Uit de belangrijkste onderzoeken en monitoren komt voortdurend naar voren dat Nederlandse burgers zich steeds veiliger zijn gaan voelen. In vergelijking met 2005 is het onveiligheidsgevoel met 34% gedaald.
Onveiligheidsbeleving lang niet altijd problematisch
Als uit monitoren blijkt dat mensen zich (soms) onveilig voelen, wil dat niet zeggen dat je meteen actie moet ondernemen. Het hangt er tenslotte maar net vanaf wat de frequentie, betekenis en doorwerking van dat gevoel is.
Gaat onveiligheidsbeleving het leven overheersen, het welzijn aantasten of de bewegingsvrijheid van mensen beperken, dan moet je alert zijn. Meestal doet zo’n problematische veiligheidsbeleving zich voor in specifieke omstandigheden, in bepaalde gebieden, bij bepaalde personen of bij bepaalde ontwikkelingen.
Met monitoren kun je nagaan hoe de veiligheidsbeleving van bepaalde groepen mensen (buurten, segmenten uit de bevolking, beroepsgroepen e.d.) zich verhoudt tot die van anderen. Als deze hoog (of juist laag) is, kan dat duiden op een problematische veiligheidsbeleving. Maar dat hoeft niet. Nader onderzoek is dan nodig. Dat onderzoek moet antwoord geven op de vraag wat die specifieke veiligheidsbeleving voor de mensen zelf betekent en welke gevolgen het voor hen heeft.
Een aantal indicatoren
Vertellen de betrokkenen ook over vermijdingsgedrag? Zeggen zij bijvoorbeeld op bepaalde plaatsen liever een blokje om te lopen? Of gaan zij ’s avonds niet meer de deur uit (terwijl zij dat zónder onveiligheidsgevoel wel zouden doen)? Nemen mensen relatief veel beveiligingsmaatregelen? Trekken zij zich terug, melden zij zich vaker ziek, of is er veel verloop onder personeel of wijkbevolking? Durven mensen dit te melden aan politie of gemeente? Verandert de samenstelling van de buurt, dalen de huizenprijzen?
Twee methoden
Een eerste methode om achter deze informatie te komen is dit rechtstreeks te vragen aan (een steekproef van) de mensen zelf of anderen die daarop een goed zicht hebben. Een tweede methode is te kijken welke indicatoren al beschikbaar zijn die een beeld kunnen geven van de gedragsmatige gevolgen die de (on)veiligheidsbeleving heeft. Zie daarvoor verder Informatie & analyse.

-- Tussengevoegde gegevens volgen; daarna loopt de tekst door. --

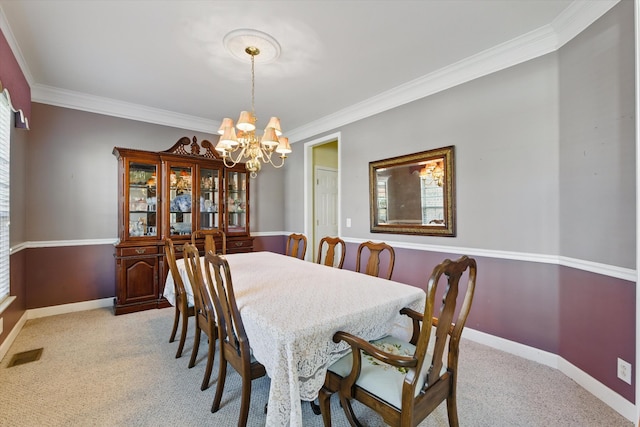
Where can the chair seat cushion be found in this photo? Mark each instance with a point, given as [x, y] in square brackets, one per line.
[379, 378]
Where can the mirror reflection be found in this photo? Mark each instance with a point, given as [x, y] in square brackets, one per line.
[413, 194]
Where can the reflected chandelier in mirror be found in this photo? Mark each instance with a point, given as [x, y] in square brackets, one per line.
[414, 194]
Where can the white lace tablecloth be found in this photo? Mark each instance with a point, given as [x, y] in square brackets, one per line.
[292, 308]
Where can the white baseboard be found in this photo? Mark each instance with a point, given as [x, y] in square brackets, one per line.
[36, 313]
[602, 392]
[593, 386]
[6, 344]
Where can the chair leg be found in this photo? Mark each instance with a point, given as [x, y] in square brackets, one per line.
[452, 409]
[196, 344]
[348, 410]
[324, 399]
[222, 376]
[176, 318]
[245, 402]
[210, 356]
[315, 408]
[183, 334]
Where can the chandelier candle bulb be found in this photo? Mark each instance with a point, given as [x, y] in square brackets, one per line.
[245, 145]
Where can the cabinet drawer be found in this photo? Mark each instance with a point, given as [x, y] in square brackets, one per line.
[140, 250]
[239, 244]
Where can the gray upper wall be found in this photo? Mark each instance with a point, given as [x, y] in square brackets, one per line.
[520, 135]
[522, 184]
[597, 141]
[71, 174]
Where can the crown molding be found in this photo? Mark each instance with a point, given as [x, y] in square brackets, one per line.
[573, 20]
[549, 38]
[113, 107]
[17, 53]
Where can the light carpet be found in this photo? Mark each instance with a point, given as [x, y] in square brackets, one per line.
[98, 369]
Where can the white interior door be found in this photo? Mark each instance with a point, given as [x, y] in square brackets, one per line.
[326, 205]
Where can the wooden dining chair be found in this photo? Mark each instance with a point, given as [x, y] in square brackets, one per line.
[372, 265]
[327, 251]
[405, 381]
[183, 310]
[234, 344]
[204, 311]
[296, 245]
[209, 236]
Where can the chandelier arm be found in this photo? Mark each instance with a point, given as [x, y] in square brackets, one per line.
[236, 160]
[270, 161]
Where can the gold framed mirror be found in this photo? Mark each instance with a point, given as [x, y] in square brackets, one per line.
[414, 194]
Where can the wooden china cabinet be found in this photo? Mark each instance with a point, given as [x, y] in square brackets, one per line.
[170, 194]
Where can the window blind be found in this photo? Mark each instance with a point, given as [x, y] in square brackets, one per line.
[5, 135]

De Belgische criminologe Van den Herrewegen ontwikkelde een andere methode om naar veiligheidsbeleving te kijken. Zij maakt een onderscheid in problematische en niet-problematische veiligheidsbeleving.
–
Een manier om problematische en niet-problematische veiligheidsbeleving te onderscheiden is volgens de methode van de Belgische criminologe Van den Herrewegen.

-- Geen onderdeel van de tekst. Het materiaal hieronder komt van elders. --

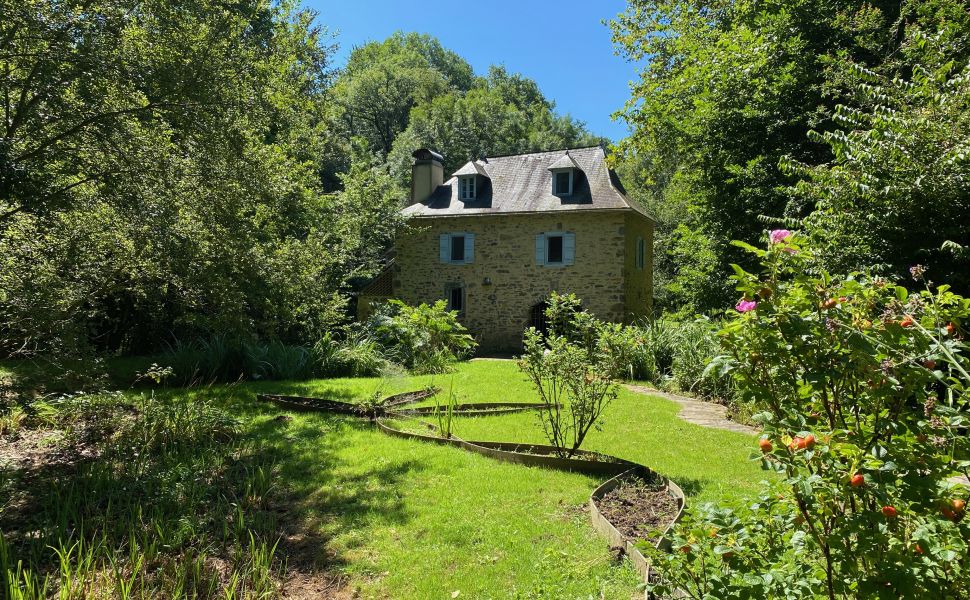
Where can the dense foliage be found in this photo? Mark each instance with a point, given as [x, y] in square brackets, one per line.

Zij onderscheidde op basis van langdurig onderzoek onder bewoners in een Belgische woonwijk vier vormen van – aan specifieke situaties verbonden – onveiligheidsbeleving. Deze verschillen van elkaar op drie dimensies: controleerbaarheid van de situatie, de verklaarbaarheid (begrijpelijkheid) en de voorspelbaarheid (‘verwacht’).
Van den Herrewegen benadrukt hiermee dat beleidsmakers en -uitvoerders zich ervan bewust moeten zijn dat de veiligheidsbeleving van burgers diverse niveaus kent. Burgers kunnen op verschillende manieren een onveilige situatie omschrijven. Om de juiste analyse te krijgen is er dus ook kwalitatieve informatie (uit individuele verhalen) nodig en is het gebruik van cijfers alleen niet voldoende.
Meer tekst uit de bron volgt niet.